7/10
Sensitive and balanced look at teenage angst
10 March 2010
How To Become Myself tackles a number of familiar teenage issues relating to bullying, self-worth and identity and inevitably runs the risk of talking down to its audience, over-dramatising the issues, smothering them in platitudes and wrapping them up with a neat instructive moral Jun Ichikawa however is far too good a director to allow that to happen.

Everything stems from a conversation that Juri has with her classmate Hinako on their last day of graduation from middle-school. Juri has been observing the vagaries of the unpredictable flow of popularity between her classmates as the years progress, with nerdy kids suddenly becoming cool and popular, while other normal outgoing girls start to become withdrawn, picked-upon and ostracised. Juri knows it's a balancing act and has to work hard to keep on the right side of friends, but finds it difficult all the same. Hinako is one of those girls however who has found it too much to deal with and has decided to move on to a different school. Considerate of the challenges her friend must face, even though she has her own difficulties to deal with both in school and in her family life, Juri anonymously sends e-mails and texts to Hinako to help her re-establish herself in her new life, while at the same time using the experience for a writing project.
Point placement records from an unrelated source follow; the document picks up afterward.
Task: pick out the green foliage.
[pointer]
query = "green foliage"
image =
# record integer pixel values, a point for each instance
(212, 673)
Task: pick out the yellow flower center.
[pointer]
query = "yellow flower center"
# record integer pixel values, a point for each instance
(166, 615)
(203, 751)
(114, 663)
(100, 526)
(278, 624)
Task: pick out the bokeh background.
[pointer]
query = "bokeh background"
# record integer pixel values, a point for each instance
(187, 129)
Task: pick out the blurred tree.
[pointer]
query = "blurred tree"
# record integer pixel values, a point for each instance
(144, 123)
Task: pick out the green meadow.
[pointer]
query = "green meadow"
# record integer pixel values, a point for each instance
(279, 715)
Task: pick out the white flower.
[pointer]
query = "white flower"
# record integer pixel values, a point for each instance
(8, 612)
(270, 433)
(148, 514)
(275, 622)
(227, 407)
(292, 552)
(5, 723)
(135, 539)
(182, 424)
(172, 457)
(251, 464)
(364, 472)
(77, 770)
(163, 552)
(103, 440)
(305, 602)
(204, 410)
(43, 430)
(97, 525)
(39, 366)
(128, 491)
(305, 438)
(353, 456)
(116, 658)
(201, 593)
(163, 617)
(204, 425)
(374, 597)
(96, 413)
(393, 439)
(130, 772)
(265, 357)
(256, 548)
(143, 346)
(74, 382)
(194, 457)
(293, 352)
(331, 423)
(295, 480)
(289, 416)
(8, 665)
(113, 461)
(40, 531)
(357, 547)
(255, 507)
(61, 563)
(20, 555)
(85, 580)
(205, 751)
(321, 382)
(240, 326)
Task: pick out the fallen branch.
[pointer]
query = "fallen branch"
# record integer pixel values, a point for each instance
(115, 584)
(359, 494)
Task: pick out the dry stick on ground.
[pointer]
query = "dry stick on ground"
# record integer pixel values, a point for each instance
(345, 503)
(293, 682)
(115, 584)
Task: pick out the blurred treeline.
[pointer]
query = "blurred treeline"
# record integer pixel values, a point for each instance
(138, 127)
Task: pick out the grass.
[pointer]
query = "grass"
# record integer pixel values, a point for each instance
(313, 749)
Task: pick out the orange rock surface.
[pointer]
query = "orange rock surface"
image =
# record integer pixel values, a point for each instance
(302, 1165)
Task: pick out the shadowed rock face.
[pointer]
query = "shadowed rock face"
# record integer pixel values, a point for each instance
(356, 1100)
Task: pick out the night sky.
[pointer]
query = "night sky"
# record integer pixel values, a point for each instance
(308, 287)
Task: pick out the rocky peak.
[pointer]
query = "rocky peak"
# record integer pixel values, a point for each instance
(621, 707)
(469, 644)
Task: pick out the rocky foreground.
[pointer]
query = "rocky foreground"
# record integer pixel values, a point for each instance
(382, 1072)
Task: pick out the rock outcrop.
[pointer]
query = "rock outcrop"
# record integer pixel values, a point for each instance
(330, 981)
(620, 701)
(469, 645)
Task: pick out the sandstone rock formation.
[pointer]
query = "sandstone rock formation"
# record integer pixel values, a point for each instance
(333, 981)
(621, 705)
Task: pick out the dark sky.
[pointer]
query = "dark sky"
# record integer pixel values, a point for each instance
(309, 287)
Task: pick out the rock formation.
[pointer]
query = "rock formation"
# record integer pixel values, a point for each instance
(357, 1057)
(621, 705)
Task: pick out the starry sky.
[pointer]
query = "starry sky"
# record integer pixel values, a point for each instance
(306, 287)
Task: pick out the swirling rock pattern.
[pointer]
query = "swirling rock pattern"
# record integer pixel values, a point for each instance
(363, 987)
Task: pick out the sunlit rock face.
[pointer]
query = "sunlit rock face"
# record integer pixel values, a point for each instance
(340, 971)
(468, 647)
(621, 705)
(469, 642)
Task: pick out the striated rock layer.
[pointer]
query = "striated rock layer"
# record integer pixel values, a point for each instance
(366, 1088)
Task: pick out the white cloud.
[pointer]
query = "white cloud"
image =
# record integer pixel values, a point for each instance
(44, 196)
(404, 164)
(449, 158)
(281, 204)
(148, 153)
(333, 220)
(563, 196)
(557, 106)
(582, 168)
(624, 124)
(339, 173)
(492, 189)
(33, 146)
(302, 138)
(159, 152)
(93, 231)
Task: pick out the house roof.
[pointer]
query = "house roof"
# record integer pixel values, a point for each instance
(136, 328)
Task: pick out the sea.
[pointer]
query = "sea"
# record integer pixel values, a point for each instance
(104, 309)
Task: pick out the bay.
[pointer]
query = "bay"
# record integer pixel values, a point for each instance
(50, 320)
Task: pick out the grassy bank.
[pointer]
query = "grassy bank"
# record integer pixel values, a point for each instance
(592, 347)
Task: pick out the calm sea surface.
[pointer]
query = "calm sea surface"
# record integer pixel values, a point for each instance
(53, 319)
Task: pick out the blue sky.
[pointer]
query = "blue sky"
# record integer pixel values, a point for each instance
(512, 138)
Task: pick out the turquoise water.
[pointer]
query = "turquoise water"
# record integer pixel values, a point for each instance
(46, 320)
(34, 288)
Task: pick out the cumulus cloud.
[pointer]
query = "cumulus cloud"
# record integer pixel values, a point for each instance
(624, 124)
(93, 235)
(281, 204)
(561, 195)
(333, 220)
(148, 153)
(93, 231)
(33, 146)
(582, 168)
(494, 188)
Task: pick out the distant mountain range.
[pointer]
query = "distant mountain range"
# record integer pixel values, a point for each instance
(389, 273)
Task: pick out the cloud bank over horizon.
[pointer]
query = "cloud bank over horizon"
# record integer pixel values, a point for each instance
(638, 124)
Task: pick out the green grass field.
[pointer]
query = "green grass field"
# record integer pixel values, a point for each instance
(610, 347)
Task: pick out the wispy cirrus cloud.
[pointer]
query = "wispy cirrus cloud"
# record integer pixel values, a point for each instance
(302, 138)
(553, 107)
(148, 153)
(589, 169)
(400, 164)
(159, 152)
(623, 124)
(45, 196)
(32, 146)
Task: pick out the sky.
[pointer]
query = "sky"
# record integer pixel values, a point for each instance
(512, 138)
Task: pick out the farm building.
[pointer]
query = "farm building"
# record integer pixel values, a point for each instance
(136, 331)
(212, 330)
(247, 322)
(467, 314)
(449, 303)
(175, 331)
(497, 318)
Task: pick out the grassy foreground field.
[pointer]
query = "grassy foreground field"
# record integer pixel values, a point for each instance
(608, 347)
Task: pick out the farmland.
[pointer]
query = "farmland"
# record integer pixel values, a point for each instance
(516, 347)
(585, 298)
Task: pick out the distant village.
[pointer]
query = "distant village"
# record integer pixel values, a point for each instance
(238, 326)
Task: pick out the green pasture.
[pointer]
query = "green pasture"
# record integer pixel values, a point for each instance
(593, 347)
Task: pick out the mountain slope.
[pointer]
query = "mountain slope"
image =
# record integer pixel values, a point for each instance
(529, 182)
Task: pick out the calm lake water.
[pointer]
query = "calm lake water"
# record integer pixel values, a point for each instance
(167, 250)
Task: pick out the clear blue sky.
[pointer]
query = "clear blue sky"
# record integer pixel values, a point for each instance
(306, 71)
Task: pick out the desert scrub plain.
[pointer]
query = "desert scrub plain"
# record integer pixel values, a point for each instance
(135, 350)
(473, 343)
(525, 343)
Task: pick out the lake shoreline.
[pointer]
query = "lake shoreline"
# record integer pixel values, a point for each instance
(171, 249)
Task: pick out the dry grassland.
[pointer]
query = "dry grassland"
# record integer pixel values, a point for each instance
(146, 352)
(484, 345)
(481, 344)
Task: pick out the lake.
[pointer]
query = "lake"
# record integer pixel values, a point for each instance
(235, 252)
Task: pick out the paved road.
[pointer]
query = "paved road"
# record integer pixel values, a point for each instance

While there certainly seem to be some concessions towards its younger audience, Juri in the process devising a kind of set of rules for survival through these difficult adolescent years, the director playing around with the screen format to for split screen effects and text message inserts, Ichikawa never resorts to platitudes, despite fears that might be generated by the film's English title. Certainly achievement of this aim is the film's object, but the director never allows the viewer to be fooled into thinking that following a set of rules is ideal or even easily achievable. The rules Juri devises are a good guideline that can make the path smoother, but even those are no guarantee that through them you'll be happy with yourself or even come to an understand who you really are – something that Juri herself, for all her seemingly perfect understanding of the world, comes to realise.

While these are indeed familiar issues, it's rare to see them treated so well, so realistically and with such sensitivity in the cinematic medium. Ichikawa, who similarly navigated the inexpressible sentiments of loss and loneliness in Tony Takitani though delicate camera movements and desaturated colouration, similarly allows mood, music and situation to express more than false drama or over-explanation, getting to the heart of the characters involved and the little dramas writ large that are their lives.